T-SQL programmers often need to handle data that comes in a denormalized form. Certain tables might appear in a denormalized form because they store data that was imported from legacy systems, for example, or from text files. Also, many online transaction processing (OLTP) environments aren't properly normalized even though they should be. Let's look at an example problem that involves temperature measurement samples stored in a denormalized form. I'd like to thank SQL Server MVPs Linda Wierzbicki and Steve Kass, who came up with some of the tricks that I use in this article.

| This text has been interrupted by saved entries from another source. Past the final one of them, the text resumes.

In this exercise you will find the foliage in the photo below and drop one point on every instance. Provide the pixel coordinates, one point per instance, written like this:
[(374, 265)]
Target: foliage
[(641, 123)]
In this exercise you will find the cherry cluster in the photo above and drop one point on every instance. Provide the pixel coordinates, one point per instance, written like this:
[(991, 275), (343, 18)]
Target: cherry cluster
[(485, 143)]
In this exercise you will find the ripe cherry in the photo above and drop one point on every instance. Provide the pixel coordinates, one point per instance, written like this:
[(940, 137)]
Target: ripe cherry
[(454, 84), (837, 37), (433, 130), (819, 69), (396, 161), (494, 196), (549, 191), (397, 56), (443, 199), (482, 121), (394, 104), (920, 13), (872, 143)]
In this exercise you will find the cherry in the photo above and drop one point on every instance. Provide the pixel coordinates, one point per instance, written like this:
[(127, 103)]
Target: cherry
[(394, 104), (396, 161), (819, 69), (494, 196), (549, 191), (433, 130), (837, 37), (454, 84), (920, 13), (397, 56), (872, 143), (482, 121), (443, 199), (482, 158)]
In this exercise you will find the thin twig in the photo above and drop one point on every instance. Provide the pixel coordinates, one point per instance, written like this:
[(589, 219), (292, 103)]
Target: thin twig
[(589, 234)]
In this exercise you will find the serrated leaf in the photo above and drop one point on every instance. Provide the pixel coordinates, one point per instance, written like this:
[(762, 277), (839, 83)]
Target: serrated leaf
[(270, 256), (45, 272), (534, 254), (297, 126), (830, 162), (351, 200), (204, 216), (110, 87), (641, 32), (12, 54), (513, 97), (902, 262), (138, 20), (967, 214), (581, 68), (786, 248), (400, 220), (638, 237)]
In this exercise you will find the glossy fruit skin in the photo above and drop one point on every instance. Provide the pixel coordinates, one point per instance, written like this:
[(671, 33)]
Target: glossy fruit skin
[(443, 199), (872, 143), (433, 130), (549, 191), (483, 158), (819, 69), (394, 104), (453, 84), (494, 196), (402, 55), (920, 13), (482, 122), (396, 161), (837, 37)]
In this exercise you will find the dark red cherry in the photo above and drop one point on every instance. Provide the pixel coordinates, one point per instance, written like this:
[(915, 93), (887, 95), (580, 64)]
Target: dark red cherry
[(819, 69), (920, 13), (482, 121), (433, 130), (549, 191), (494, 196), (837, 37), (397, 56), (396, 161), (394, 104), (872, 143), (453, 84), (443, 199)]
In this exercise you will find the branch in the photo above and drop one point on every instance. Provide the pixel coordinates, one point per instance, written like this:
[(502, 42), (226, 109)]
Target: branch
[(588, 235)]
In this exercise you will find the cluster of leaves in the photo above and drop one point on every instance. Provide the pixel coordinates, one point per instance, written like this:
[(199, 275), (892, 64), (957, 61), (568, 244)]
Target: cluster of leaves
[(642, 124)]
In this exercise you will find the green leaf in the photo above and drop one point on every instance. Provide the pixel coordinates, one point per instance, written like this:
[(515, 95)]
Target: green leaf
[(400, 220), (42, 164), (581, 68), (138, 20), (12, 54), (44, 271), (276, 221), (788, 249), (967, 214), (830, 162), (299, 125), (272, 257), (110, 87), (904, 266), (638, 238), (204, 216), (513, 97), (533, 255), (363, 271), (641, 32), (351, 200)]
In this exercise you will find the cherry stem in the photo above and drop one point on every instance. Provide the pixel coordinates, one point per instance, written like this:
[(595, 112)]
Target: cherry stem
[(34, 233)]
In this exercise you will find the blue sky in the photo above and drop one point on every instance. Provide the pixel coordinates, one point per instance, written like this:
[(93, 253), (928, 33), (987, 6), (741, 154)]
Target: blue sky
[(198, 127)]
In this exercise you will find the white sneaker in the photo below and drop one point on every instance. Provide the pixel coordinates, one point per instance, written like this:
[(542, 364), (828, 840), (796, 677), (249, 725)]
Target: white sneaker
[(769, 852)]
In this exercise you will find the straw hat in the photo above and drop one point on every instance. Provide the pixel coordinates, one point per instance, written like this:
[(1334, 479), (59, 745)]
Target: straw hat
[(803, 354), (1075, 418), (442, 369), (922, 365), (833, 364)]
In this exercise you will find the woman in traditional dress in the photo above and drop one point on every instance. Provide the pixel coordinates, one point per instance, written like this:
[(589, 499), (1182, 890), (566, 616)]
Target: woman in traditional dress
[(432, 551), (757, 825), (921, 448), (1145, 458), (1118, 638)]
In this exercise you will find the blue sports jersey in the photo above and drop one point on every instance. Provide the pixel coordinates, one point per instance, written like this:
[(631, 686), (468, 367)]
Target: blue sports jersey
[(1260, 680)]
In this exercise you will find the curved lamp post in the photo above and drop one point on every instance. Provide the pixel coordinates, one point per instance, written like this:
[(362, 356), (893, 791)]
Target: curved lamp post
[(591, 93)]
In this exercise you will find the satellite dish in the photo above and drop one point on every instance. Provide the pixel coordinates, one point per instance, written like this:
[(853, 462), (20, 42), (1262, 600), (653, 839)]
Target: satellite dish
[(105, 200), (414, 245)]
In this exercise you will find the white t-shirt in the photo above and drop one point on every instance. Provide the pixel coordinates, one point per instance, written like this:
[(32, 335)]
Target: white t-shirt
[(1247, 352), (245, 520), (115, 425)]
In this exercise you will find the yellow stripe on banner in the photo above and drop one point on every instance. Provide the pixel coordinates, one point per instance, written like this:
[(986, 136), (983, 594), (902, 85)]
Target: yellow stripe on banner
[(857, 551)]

The Bottoms Up fictional winery has vineyards at several sites. The owner gathers temperatures from each site as often as 30 times a day and performs various statistical calculations based on the measured temperatures. He uses the results to determine how much to water and fertilize the grapes. A legacy system records the temperatures and produces a daily text file in which each record contains a site ID and a comma-delimited array of temperature measurements in Celsius. The system then loads the text file to a table in SQL Server.
The table holds one column containing the site ID and another, character-based column containing the comma-delimited list of temperatures. You need to write queries that calculate various statistics such as average, minimum, and maximum temperatures for each site. Run the script in Listing 1 to create the TempSamples table and populate it with sample data.
The current table format doesn't even meet the first normal form (1NF) requirement of having no repeating groups. A normalized form of the table, such as the one that the code in Listing 2 creates, would be much more convenient to code against. So, you decide to write some code that will populate a copy of the TempSamples table—let's call it NormTempSamples—with a normalized version of the data.
Solution That Uses a UDF
One way to approach the problem is to work out a way to extract a specific element from the comma-delimited list of elements. If you're working with SQL Server 2000, you can write a user-defined function (UDF) that performs the task. The function accepts two arguments: the ordinal position of the element that you want to extract and the string containing the comma-delimited list of elements. Run the script that Listing 3, page 18, shows to create the fn_getelement() UDF. Later, I discuss another solution that works in both SQL Server 2000 and 7.0.
Let's look at how the UDF works. First, the function validates the input. I'll discuss just one validity check that might need explanation. The logical expression
IF @ord > LEN(@str) - LEN(REPLACE(@str, ',', '')) + 1
returns true only if the specified element ordinal position is beyond the end of the list. The trick to correctly using this expression is to subtract the length of the string (without the commas) from the length of the original string (with the commas). In this case, you get the number of elements minus 1, so you need to add 1 back in. Next, the function finds the starting position of the desired element by using a WHILE loop that advances from one comma to the next until the number of iterations reaches the element in the desired position. Finally, the function extracts the desired element from the comma-delimited list, converts the character-based element to the integer data type, and returns the element.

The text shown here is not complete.